Etiquette might say you should adroitly hold your bottle opener so that paper doesn’t end up floating in the foam. But you’ll have plenty of foam everywhere if you try to be adroit about it; trust me, I know. The bottle will slip, tip over, and smack the countertop which will lead to an eruption of suds all over the place, including you. No matter how hard I scrubbed and how much air freshener I sprayed in the kitchen, Sena called out from down the hallway in the front of the house, “Boy, sure smells like beer in here!”
You could just leave the paper in the bottle, which is the easiest. However, it’s pretty tough not to try to drink around it.
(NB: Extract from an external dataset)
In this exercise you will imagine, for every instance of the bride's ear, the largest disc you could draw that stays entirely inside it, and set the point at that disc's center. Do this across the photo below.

Etiquette doesn’t cover that, probably because there is no way to gracefully drip beer from your chin.
Moving on to another point about etiquette although not involving food, let’s get back to shoveling snow, which we did an awful lot of yesterday.
We don’t own a snow blower, even though we live in Iowa, which gets a fair amount of snow. Yesterday morning we woke up to about 5-6 inches (not counting the driveway plug, courtesy of the city plow) of heavy snow and ice. We got out there and I was poised to plunge my ergonomic shovel in the plug when the neighbor across the street walked over and shouted over the roar of his snow blower, telling me he would be happy to let me use it. He offered more than once, pointing out that he was already finished clearing his driveway.
It was tempting. We usually spend about 2-3 hours shoveling after a heavy snow. On the other hand, I had no idea how to operate a snow blower. What would etiquette say about how to respond to repeated offers from a friendly neighbor to allow me to borrow his?
I could have just said “OK” and borrowed it. The only problem with that is I would then demonstrate my total ignorance about the machine. I would probably have the augur cranked down too low and sent spears of shattered driveway into his chest (I’m sure he would stand out there and watch me). How about rotating the chute so that the snow and ice hits me in the face? What does etiquette have to say about that? That’s probably more about first aid and the emergency room than etiquette.
On the other hand, I couldn’t let him know I didn’t know how operate a snow blower. Etiquette amongst guys is clear on that point. I would have had to turn in my man card. So, I did the only thing I could, which was to politely decline the offer, “I appreciate you so much, but I do this mainly for the exercise!”
Then I would proceed to throw my ergonomic shovel into the drifts, twist and hurl the load of snow clumps that were more like stones over my shoulder and slam the shovel into the drift in order to make an impressive show of the proper technique for removing the frozen residue from the inside of the shovel. I paid dearly for that later.
Anyway, those are some of my thoughts about etiquette. It’s time for blueberry tartlets. Etiquette clearly allows eating them with a shovel.